Plant Classifaction

Plant Classifaction
PlantExplorers.com

Classification was a complex and strange thing before Linnaeus developed his system, and became even stranger and more complex after.

Linnaeus was a great champion, and chief reviver, of Gaspard Bauhine's idea of giving all living things two names. Although the theory of binomial nomenclature had been around for almost one hundred years, it took Linnaeus to once again bring the idea forward and combine it with his unique system of sexual identification.

Although his system was designed to be simple, basing all flowering plant classification on the number of stamens in the bloom, and requiring the botanist to simply count them to determine which group the plant should be placed in, the complexity of nature was not so easily defined.

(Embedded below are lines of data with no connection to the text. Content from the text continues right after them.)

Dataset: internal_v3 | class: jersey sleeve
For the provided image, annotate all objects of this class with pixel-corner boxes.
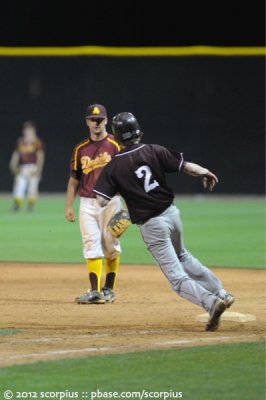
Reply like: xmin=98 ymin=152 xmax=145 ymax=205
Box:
xmin=155 ymin=146 xmax=184 ymax=172
xmin=93 ymin=161 xmax=117 ymax=200
xmin=69 ymin=146 xmax=82 ymax=180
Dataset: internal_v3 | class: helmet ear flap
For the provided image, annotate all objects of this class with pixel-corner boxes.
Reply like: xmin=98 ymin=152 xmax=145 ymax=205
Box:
xmin=112 ymin=112 xmax=142 ymax=143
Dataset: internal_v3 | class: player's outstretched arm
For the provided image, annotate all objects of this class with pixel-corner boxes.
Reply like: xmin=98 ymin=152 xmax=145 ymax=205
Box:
xmin=96 ymin=194 xmax=109 ymax=207
xmin=183 ymin=162 xmax=218 ymax=192
xmin=65 ymin=177 xmax=79 ymax=222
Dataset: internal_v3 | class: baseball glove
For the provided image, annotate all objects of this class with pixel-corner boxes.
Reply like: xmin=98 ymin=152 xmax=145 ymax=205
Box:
xmin=107 ymin=210 xmax=131 ymax=238
xmin=201 ymin=171 xmax=218 ymax=192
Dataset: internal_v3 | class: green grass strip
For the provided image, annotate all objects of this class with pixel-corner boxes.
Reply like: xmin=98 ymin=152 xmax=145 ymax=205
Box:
xmin=0 ymin=46 xmax=266 ymax=57
xmin=0 ymin=342 xmax=265 ymax=400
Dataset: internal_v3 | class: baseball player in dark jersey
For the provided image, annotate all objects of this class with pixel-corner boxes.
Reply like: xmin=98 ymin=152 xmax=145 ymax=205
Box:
xmin=65 ymin=104 xmax=121 ymax=304
xmin=94 ymin=112 xmax=234 ymax=331
xmin=9 ymin=121 xmax=45 ymax=211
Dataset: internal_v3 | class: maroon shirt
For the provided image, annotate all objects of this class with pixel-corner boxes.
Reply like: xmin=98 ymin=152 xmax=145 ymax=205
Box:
xmin=16 ymin=137 xmax=44 ymax=165
xmin=70 ymin=133 xmax=120 ymax=198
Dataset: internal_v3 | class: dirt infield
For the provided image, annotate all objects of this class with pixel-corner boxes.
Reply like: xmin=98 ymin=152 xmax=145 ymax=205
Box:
xmin=0 ymin=263 xmax=265 ymax=366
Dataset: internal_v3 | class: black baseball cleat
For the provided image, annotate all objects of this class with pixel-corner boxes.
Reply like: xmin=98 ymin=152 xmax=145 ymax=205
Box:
xmin=223 ymin=293 xmax=235 ymax=308
xmin=205 ymin=298 xmax=227 ymax=332
xmin=75 ymin=290 xmax=105 ymax=304
xmin=101 ymin=287 xmax=116 ymax=303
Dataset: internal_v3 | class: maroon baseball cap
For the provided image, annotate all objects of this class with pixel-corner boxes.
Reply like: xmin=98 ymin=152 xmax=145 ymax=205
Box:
xmin=86 ymin=104 xmax=107 ymax=118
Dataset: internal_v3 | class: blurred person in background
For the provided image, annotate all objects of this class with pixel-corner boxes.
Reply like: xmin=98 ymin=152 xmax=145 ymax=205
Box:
xmin=9 ymin=121 xmax=45 ymax=211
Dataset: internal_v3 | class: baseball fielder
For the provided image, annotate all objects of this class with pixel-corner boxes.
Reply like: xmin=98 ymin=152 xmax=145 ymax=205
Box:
xmin=10 ymin=121 xmax=45 ymax=211
xmin=65 ymin=104 xmax=121 ymax=304
xmin=94 ymin=112 xmax=234 ymax=331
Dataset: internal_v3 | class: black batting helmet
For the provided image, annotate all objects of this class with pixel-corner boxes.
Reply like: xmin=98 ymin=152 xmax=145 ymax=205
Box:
xmin=112 ymin=112 xmax=143 ymax=143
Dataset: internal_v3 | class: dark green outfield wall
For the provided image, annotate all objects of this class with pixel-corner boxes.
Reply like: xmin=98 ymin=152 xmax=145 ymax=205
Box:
xmin=0 ymin=56 xmax=265 ymax=194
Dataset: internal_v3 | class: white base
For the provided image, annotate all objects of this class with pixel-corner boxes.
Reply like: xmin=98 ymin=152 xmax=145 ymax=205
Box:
xmin=196 ymin=311 xmax=256 ymax=322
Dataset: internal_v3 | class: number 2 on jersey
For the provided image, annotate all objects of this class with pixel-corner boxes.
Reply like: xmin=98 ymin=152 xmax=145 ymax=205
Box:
xmin=135 ymin=165 xmax=159 ymax=192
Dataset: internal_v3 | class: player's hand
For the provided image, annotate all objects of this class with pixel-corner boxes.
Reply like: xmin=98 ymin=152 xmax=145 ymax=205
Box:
xmin=201 ymin=171 xmax=218 ymax=192
xmin=65 ymin=207 xmax=75 ymax=222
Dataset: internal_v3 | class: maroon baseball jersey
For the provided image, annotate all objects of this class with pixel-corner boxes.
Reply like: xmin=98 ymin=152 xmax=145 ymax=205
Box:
xmin=15 ymin=137 xmax=44 ymax=165
xmin=70 ymin=134 xmax=120 ymax=198
xmin=94 ymin=143 xmax=184 ymax=224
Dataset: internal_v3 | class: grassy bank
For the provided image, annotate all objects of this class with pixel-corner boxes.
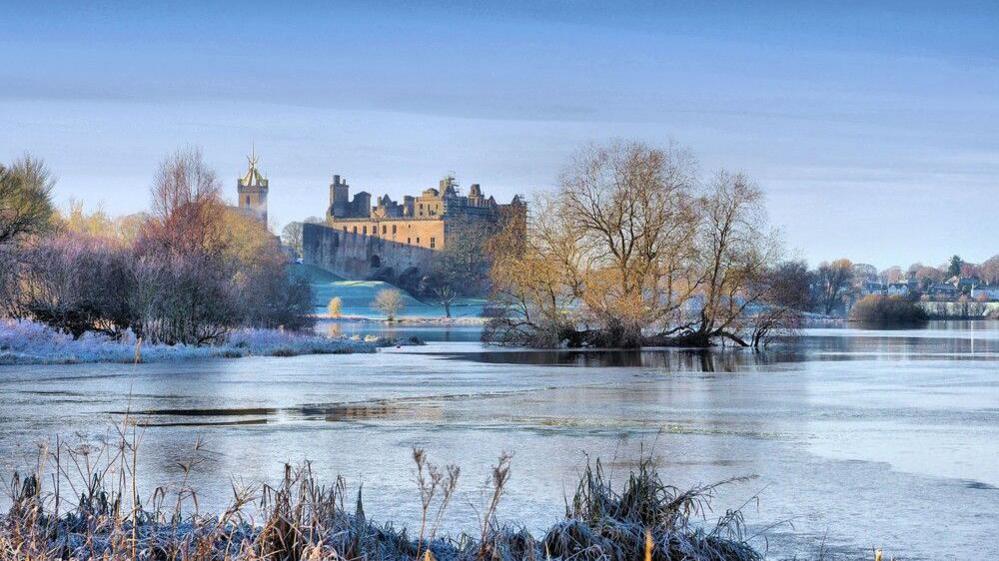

Through some translations, styles became wives, and stamens husbands, with their groupings being referred to as a marriage. This resulted in some very strange, and occasionally very funny, descriptions. Despite this peculiar result, in one form or another, Linnaeus' method was the standard for many years to come.

The core of his method was the binomial, or two name, method of classification that he championed, where all living things were given two basic latinized names to determine their relationship to all other living things. Gaspard Bauhine had first proposed this idea in his seminal work Pinax (1623) in which he described over 6000 plants and set out his basic criteria for classification, but it took over one hundred years before Carl Linnaeus resurected the idea.